What is the best way to model the ‘other’ class in a image classification problem?
In other words, for simplicity let’s say I built an image classifier (now with say 3 classes: dogs, cats, giraffes). I gather the training data required to build the 3-class classifier. When I deploy the model to production I get some dogs, cats, giraffes --> no problem, because our model can identify them easily. But I also get a host of images that are not cats, dogs, giraffes in them or say they have elephants, zebras or some random selfies in them. So how does one model the ‘other’ category?
Is it better to:
a) build a 3-class classifier and predict something as ‘other’ when the softmax probabilities are not peaky/skewed towards a particular class? and try to tune a threshold? or
b) somehow try to gather training data for ‘other’ class and try to now train a 4-class model (cats, dogs, giraffe, other/everything_else)? or
c) is there a better way to formulate the problem?
I think ultimately it depends on your classification goals.
Are you trying to choose an image that one, or more, together? Like an image may only have a lion, but then may also have an elephant too?
In that case, that’s what is called a “Multi Label” problem, where the output can have multiple positive values for each photo i.e. [1,0,0,1] for [giraffe, lion, zebra, elephant], for example.
However, if it’s a multi class problem, where the outputs are mutually exclusive and there CANNOT be more than one class at the same time, then yes you would use Softmax as your output.
For multi label multi class myself, I use sigmoid output and binary crossentropy as my loss. However the current cutting edge may be different now.
As opposed to categorical cross-entropy?
for multi-label i use multiple outputs with categorical cross-entropy for each - i prefer this to binary classification since i don’t need to normalize the input to be within 0,1 range
Interesting. I haven’t seen that before, but I primarily focus on NLP & NER. But it’s been a while since I last studied the most cutting edge stuff!
Best would be to throw a mix of other odds and ends into your original training data, and label them ‘other’. That way the model can learn to recognize stuff that doesn’t fit in other groups.

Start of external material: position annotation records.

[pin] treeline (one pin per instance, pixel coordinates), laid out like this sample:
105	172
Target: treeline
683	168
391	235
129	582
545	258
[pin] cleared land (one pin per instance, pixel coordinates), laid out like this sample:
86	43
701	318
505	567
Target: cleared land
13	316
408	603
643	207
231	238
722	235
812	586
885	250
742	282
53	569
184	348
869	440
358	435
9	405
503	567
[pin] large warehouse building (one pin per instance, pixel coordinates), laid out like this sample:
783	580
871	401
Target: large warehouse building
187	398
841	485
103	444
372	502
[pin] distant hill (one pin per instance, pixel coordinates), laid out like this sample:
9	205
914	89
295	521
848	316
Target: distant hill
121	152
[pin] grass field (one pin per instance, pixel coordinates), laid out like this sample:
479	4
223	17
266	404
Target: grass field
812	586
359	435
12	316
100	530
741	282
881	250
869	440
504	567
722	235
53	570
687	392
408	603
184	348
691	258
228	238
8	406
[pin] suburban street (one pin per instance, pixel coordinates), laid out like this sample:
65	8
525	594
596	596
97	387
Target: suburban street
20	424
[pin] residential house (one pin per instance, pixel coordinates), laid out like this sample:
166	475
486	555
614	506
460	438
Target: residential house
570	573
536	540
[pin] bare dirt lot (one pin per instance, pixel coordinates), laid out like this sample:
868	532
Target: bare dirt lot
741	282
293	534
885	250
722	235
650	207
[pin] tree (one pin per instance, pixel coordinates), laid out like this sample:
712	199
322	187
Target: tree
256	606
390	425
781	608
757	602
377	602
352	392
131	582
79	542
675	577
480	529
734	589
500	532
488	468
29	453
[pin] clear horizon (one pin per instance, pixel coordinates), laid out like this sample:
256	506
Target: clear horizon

Thank you all for the feedback. I will try building out the training data for the ‘other’ class and evaluate the classifier.
@stevelizcnao: What I originally meant was that in my case the classes are mutually exclusive. They can either be a dog, cat or giraffe or other.
I haven’t taken the time to go through the fast.ai library in detail yet, but having a helper function to randomly pull images from imagenet (or it’s resized bcolz array) to tack-on an “other” class of images to the batch iterator feels appealing.
Please let me know if there’s any value in this…it might save people effort in collecting random images outside their actual dataset.
I have a similar problem, have a data set(train and test) with 3 parameters (image_band_1, image_band_2, and angle) and the target variable is binary (0 or 1).I Used the approach with two convolution networks one for band_1 and another for band_2 and merged it with the mean function after flattening and concatenated another input layer for the angle and finally to a dense layer of 10 than to the 1 with the sigmoid activation, Adam for the optimizer and binary cross entropy for the loss.It yields me 87% acc (yet I am not optimized with the parameters) which is quite good, But I like to know any other architecture which would fit better for this type of data.
I think there’s value, but it’s a bit too special-case to put it into fastai. Instead, perhaps share it as a gist, or a pip installable library of its own?